In the past, the greatest challenges to sharing resources were the great distances between islands, costly airmail delivery or very slow surface mail and a profound lack of cost-effective communications capabilities. Today, although telecommunications is still problematical on many islands, the biggest challenge is education and training about resource sharing: what is it, what's out there, and how it can be done.

In a recent publication by Mary E. Jackson 10 on measuring ILL performance, she wrote: "From listening to the libraries identified in this study as best performers, I have discerned four characteristics the successful have in common: They make intensive use of technology for every step in the process. ... They routinely question every step in their processes and regularly make improvements and adjustments (that is, they think about how they are working as the work). They value service more that control, and they are willing to risk occasional errors for faster and better service. Finally, their library directors are intensely interested in and enthusiastic supporters of their efforts." (1998, p. vii). It is no accident that all aspects of the ILL performance at RFK Library has surpassed expectations, since the staff has willingly experimented with change to provide a dynamic resource sharing service in a developing region.

By cultivating the human networks established within PIALA, and through working with the Secretariat of the Pacific Community (formerly the South Pacific Commission), the Pacific Basin Medical Association and other groups, it is hoped that these resource-sharing networks will continue to grow throughout the entire Pacific. Moreover, with the support of PIALA, local librarians can be encouraged to work with medical and allied health professionals in their efforts to advocate for and implement funding initiatives and training opportunities -- essential to in developing further access to information.
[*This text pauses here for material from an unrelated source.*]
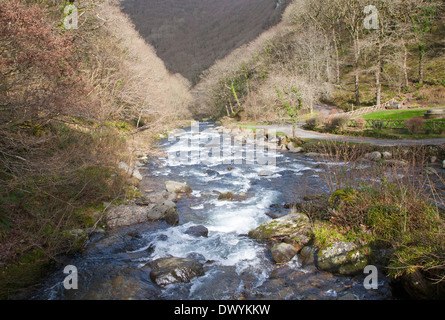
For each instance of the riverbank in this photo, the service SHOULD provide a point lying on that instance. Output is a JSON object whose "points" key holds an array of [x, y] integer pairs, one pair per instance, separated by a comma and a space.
{"points": [[216, 231]]}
1 Bendure, G. and Friary, N. (1995). Micronesia, 3rd edition. Lonely Planet Publications, Australia, p.9

2 Souares, Y. PPHSN and PACNET: the Pacific islands are now tuned into the 21st century. Pacific Health Dialog 1998;5(1):200

3 Lovas, I. Selected health reference services for the non-health sciences library. In: PIALA 93 Proceedings of the 3rd Annual PIALA Conference, edited by Margaret Edmundson. Majuro, Marshall Islands: Pacific Islands Association of Libraries and Archives 1994; 21-29.

4 Lovas, I. Here's to your health: consumer health information resources. In: PIALA 94 Selected Papers from the 4th Pacific Islands Association of Libraries and Archives Conference, edited by Arlene Cohen. Mangilao, Guam: Pacific Islands Association of Libraries and Archives 1995; 65-92.

5 Crotts, J. Regional resource sharing and networking: A Union List of Serials for Pacific Islands. In: PIALA 95 Papers from the 5th Pacific Islands Association of Libraries and Archives Conference, edited by Arlene Cohen. Mangilao, Guam: Pacific Islands Association of Libraries and Archives 1996; 45-50.

6 Hamasu C. Accessing Western medical information. In: PIALA 96 Proceedings of the 6thAnnual PIALA Conference, edited by Arlene Cohen. Mangilao, Guam: Pacific Islands Association of Libraries and Archives 1997; 77-92.

7 University of Guam. 1999/2000 Undergraduate Catalog. Mangilao, Guam: University of Guam 1999. 12.

8 More information about LIVS (Libraries Very Interested in Sharing) can be found on the WWW at http://www.library.sos.state.il.us/ils/oclc/lvis_des.html.

9 Cohen, Arlene. Innovations in resource sharing at the University of Guam's Robert F. Kennedy Memorial Library. Fiji Library Association Journal, 1999. Accepted for publication. In Press.

10 Jackson, Mary E. (1998). Measuring the performance of interlibrary loan operations in North American research and college libraries: results of a study funded by The Andrew W. Mellon Foundation. Washington, D.C.: Association of Research Libraries.